December 2008

Beth Harrington


Honour Killing: Stories of Men Who Killed by Ayse Onal

When the subject of honor killings comes up it is usually in the context of the post-9/11 world struggling to gain an understanding of a fundamentalist mindset so extreme that it incites its community members to violence even against their own families. Anecdotes focus on young girls and women who are slain by their fathers, uncles, brothers, and even sons, for infractions that range from adultery to immodest behavior or attire. Frequently, they are told from the viewpoint of the woman who is portrayed as a victim who simply wanted to follow her heart’s love or enjoy freedoms that Western women take for granted. In Honour Killing: Stories of Men Who Killed, prominent Turkish journalist Ayse Onal takes a detour from this trend and brings readers the narratives of the men who carried out these murders, interviewing them from their prison cells.

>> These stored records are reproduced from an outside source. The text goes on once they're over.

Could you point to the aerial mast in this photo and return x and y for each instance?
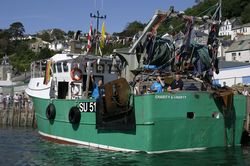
(97, 17)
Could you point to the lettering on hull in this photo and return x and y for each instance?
(165, 97)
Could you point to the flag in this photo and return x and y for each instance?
(47, 73)
(103, 36)
(89, 38)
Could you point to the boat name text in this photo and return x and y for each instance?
(170, 97)
(87, 107)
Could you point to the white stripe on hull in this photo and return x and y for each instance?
(106, 147)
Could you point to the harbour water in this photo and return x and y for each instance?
(24, 146)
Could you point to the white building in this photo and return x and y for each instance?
(239, 50)
(233, 73)
(57, 46)
(240, 31)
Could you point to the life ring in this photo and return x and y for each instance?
(51, 111)
(76, 74)
(74, 115)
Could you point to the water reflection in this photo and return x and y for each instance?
(20, 146)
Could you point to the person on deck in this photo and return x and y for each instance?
(97, 88)
(245, 91)
(177, 84)
(157, 85)
(74, 90)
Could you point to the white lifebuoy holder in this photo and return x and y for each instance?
(76, 74)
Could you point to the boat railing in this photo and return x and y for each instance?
(38, 69)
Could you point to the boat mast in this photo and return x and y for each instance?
(97, 17)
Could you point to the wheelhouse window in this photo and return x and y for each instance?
(59, 67)
(100, 68)
(65, 67)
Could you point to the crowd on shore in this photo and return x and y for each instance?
(18, 101)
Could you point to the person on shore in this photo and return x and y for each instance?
(8, 100)
(74, 91)
(97, 88)
(176, 84)
(245, 91)
(1, 99)
(16, 100)
(157, 85)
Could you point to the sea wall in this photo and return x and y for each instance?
(17, 115)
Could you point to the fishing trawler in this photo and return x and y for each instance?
(120, 120)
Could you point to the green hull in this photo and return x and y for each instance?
(162, 123)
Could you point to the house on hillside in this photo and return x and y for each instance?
(38, 45)
(226, 28)
(58, 46)
(239, 50)
(239, 31)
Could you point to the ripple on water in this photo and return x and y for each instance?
(23, 146)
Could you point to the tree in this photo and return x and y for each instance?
(57, 34)
(45, 36)
(245, 15)
(16, 30)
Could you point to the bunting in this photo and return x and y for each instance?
(47, 73)
(103, 36)
(89, 39)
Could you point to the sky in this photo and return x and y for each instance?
(37, 15)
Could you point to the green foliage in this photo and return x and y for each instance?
(57, 34)
(16, 30)
(23, 57)
(45, 36)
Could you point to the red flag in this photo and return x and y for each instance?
(89, 38)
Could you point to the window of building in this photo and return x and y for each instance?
(233, 56)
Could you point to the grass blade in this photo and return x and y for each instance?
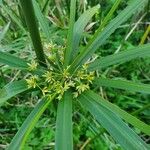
(12, 15)
(121, 57)
(123, 84)
(64, 135)
(124, 135)
(18, 141)
(28, 11)
(100, 37)
(4, 31)
(12, 89)
(13, 61)
(79, 26)
(42, 20)
(70, 33)
(109, 15)
(123, 114)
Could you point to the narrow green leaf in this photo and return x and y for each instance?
(42, 20)
(4, 31)
(123, 114)
(100, 37)
(80, 24)
(109, 15)
(121, 57)
(12, 89)
(12, 61)
(64, 135)
(12, 15)
(70, 33)
(18, 141)
(124, 135)
(123, 84)
(28, 11)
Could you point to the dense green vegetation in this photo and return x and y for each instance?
(74, 74)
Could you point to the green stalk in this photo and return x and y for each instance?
(141, 109)
(28, 11)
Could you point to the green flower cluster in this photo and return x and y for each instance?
(60, 81)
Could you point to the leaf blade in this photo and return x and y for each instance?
(12, 89)
(123, 84)
(70, 33)
(123, 114)
(21, 136)
(121, 57)
(80, 24)
(63, 137)
(100, 37)
(13, 61)
(113, 124)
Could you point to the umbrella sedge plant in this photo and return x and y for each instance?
(67, 74)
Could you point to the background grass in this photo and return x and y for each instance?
(88, 134)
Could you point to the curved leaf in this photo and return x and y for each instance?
(42, 20)
(64, 137)
(70, 33)
(12, 89)
(100, 37)
(123, 114)
(123, 84)
(121, 57)
(19, 139)
(124, 135)
(13, 61)
(80, 24)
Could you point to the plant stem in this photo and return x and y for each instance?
(28, 11)
(141, 109)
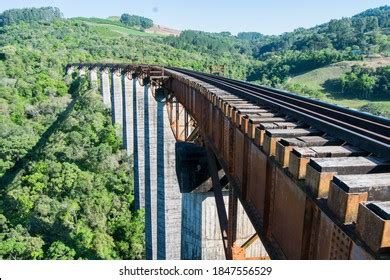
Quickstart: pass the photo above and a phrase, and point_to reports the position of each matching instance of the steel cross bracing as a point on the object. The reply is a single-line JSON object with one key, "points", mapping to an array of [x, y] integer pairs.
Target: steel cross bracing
{"points": [[295, 164]]}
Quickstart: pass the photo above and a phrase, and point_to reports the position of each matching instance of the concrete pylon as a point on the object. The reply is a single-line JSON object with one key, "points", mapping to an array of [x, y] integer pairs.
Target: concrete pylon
{"points": [[116, 98], [128, 114], [92, 75], [138, 145], [105, 88], [155, 182]]}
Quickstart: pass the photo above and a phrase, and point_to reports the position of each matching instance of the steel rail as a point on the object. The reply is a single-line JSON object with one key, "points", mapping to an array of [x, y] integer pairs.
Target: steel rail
{"points": [[363, 130]]}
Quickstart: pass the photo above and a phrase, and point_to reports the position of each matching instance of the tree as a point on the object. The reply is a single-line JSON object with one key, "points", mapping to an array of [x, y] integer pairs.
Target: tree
{"points": [[59, 251]]}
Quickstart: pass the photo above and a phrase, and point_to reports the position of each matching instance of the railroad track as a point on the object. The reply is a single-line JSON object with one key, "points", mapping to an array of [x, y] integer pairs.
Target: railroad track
{"points": [[339, 157], [366, 131]]}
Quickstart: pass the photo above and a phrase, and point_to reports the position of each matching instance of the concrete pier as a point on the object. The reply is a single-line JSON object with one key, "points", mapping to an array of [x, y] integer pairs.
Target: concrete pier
{"points": [[128, 128], [92, 75], [105, 88], [116, 98], [177, 226]]}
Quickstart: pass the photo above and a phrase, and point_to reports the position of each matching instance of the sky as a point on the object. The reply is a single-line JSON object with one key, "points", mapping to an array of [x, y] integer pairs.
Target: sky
{"points": [[264, 16]]}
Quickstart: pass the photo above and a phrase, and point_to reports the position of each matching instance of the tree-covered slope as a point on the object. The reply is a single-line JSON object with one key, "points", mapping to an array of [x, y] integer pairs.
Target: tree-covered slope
{"points": [[65, 184]]}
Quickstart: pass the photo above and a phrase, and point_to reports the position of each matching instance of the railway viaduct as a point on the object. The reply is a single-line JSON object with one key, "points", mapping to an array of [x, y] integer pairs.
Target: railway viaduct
{"points": [[229, 170]]}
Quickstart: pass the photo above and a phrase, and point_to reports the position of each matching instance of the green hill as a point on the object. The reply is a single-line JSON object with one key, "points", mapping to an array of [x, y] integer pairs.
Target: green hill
{"points": [[316, 80], [61, 163], [109, 28]]}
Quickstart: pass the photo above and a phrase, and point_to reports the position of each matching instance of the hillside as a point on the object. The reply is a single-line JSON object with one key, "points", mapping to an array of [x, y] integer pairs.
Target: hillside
{"points": [[66, 189], [320, 80]]}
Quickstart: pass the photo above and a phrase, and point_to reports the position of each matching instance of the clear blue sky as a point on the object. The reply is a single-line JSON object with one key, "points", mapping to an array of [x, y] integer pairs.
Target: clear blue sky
{"points": [[265, 16]]}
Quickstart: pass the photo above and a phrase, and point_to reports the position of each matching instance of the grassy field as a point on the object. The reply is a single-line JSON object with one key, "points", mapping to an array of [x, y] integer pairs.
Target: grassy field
{"points": [[113, 29], [316, 79]]}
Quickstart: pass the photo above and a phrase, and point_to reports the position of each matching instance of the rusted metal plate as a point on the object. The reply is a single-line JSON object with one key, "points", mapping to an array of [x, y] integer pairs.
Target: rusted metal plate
{"points": [[359, 253], [257, 177], [373, 225], [239, 156], [288, 211]]}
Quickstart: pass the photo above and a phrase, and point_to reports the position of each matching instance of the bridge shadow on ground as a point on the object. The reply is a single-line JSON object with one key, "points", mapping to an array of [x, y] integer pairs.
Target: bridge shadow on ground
{"points": [[35, 153]]}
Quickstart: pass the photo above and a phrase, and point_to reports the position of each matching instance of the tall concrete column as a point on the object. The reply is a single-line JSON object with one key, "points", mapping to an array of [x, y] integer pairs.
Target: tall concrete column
{"points": [[116, 98], [128, 129], [139, 145], [168, 191], [105, 88], [155, 180], [92, 76]]}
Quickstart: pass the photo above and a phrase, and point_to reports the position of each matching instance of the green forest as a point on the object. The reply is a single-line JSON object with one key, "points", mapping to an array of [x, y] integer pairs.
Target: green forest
{"points": [[66, 189]]}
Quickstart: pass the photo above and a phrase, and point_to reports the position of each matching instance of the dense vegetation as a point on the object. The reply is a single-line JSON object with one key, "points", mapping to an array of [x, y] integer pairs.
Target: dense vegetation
{"points": [[366, 83], [14, 16], [65, 184], [136, 21]]}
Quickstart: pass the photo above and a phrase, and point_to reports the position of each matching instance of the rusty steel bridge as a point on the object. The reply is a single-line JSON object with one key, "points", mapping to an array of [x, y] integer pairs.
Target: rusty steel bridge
{"points": [[294, 177]]}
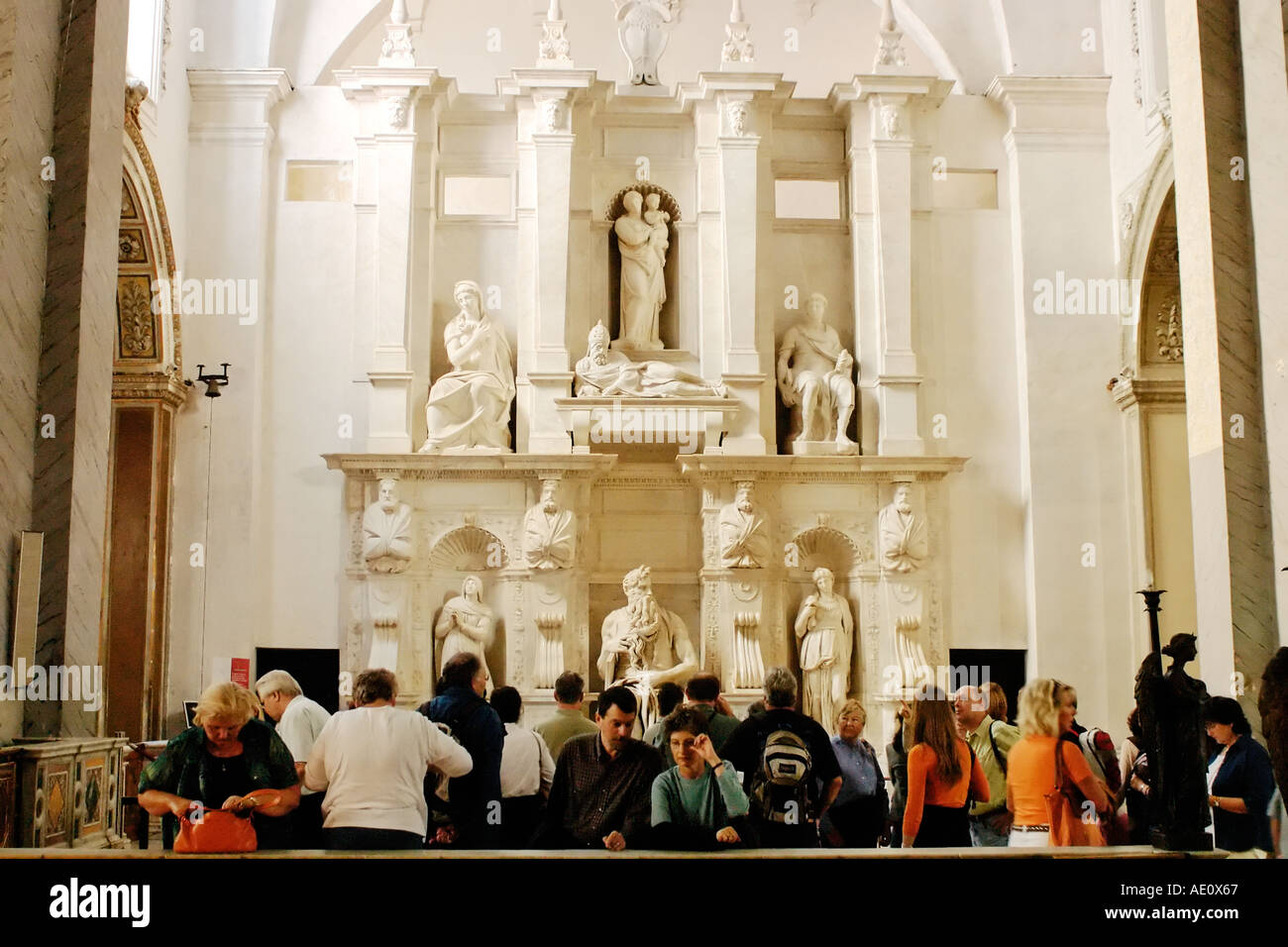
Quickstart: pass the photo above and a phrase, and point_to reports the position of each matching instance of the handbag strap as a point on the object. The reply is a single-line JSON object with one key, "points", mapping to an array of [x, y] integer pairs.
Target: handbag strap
{"points": [[1059, 766], [997, 754]]}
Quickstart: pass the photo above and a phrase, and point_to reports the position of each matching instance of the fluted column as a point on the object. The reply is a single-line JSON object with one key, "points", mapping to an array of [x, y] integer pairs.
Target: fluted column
{"points": [[1222, 283]]}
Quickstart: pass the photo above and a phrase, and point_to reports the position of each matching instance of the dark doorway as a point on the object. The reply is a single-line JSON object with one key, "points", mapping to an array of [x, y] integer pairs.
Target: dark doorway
{"points": [[316, 669]]}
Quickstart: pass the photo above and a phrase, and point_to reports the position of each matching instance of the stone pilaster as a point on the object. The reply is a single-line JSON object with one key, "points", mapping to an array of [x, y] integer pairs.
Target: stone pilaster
{"points": [[883, 111], [730, 161], [390, 123], [29, 72], [1265, 110], [1070, 460], [222, 523], [1220, 290], [548, 108], [76, 344]]}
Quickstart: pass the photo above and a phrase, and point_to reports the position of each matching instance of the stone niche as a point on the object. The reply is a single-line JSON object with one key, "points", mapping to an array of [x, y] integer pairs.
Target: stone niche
{"points": [[468, 518]]}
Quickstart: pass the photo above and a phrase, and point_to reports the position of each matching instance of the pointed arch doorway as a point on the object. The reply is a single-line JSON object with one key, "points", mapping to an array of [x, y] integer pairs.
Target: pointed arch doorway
{"points": [[147, 389]]}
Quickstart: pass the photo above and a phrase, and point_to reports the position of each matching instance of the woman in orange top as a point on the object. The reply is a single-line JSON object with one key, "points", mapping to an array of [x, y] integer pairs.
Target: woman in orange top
{"points": [[1046, 711], [943, 779]]}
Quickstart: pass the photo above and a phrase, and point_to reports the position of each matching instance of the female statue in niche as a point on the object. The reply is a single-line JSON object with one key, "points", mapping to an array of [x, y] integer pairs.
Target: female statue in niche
{"points": [[824, 633], [471, 405], [643, 244], [467, 624]]}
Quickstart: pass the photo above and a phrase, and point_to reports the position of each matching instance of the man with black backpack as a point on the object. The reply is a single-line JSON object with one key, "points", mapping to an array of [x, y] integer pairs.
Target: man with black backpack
{"points": [[789, 768], [991, 741]]}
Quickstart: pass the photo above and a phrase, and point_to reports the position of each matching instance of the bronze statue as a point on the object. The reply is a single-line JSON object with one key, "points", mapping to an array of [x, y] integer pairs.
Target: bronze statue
{"points": [[1171, 709]]}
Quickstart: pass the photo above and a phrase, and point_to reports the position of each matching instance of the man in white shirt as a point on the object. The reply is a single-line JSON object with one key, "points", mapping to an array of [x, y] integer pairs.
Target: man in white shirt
{"points": [[299, 720], [527, 771], [372, 761]]}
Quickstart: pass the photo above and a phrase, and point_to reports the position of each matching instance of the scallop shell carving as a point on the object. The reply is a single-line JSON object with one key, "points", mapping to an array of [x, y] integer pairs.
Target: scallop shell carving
{"points": [[825, 547], [469, 549]]}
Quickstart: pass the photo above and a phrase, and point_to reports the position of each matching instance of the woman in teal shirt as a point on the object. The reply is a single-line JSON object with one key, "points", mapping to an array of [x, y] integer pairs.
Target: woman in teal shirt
{"points": [[698, 804]]}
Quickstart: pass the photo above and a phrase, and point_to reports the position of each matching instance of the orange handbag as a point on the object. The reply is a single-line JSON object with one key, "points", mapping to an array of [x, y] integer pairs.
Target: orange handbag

There is Murat who is incited by his uncles to kill his mother after she is discovered to be having an affair with her step cousin, only to be shunned by his family and meted with a lengthy prison sentence after doing so. Remziye escapes death at the hands of her family twice and is eventually granted a safe haven along with her husband and child in Austria, only to die under suspicious circumstances in a car accident. For the elderly patriarch Advil, born in the mountains of Kosovo, the perverse amalgam of love, bloodlust, and honor costs him his adolescent romance and extinguishes the lives of two of his children in separate incidents.

Honour Killings is not a book that should be read in one sitting. This is not because the book is slow-paced or boring. In fact, it is gripping for all of the wrong reasons. Each of the ten stories is eerily similar to its predecessors while the details and nuances specific to the people involved are different. Nevertheless, as the reader keeps turning the pages, the content becomes almost gratuitously harrowing as the inevitable fatal conclusion comes closer and closer while the reader remains powerless to stop it.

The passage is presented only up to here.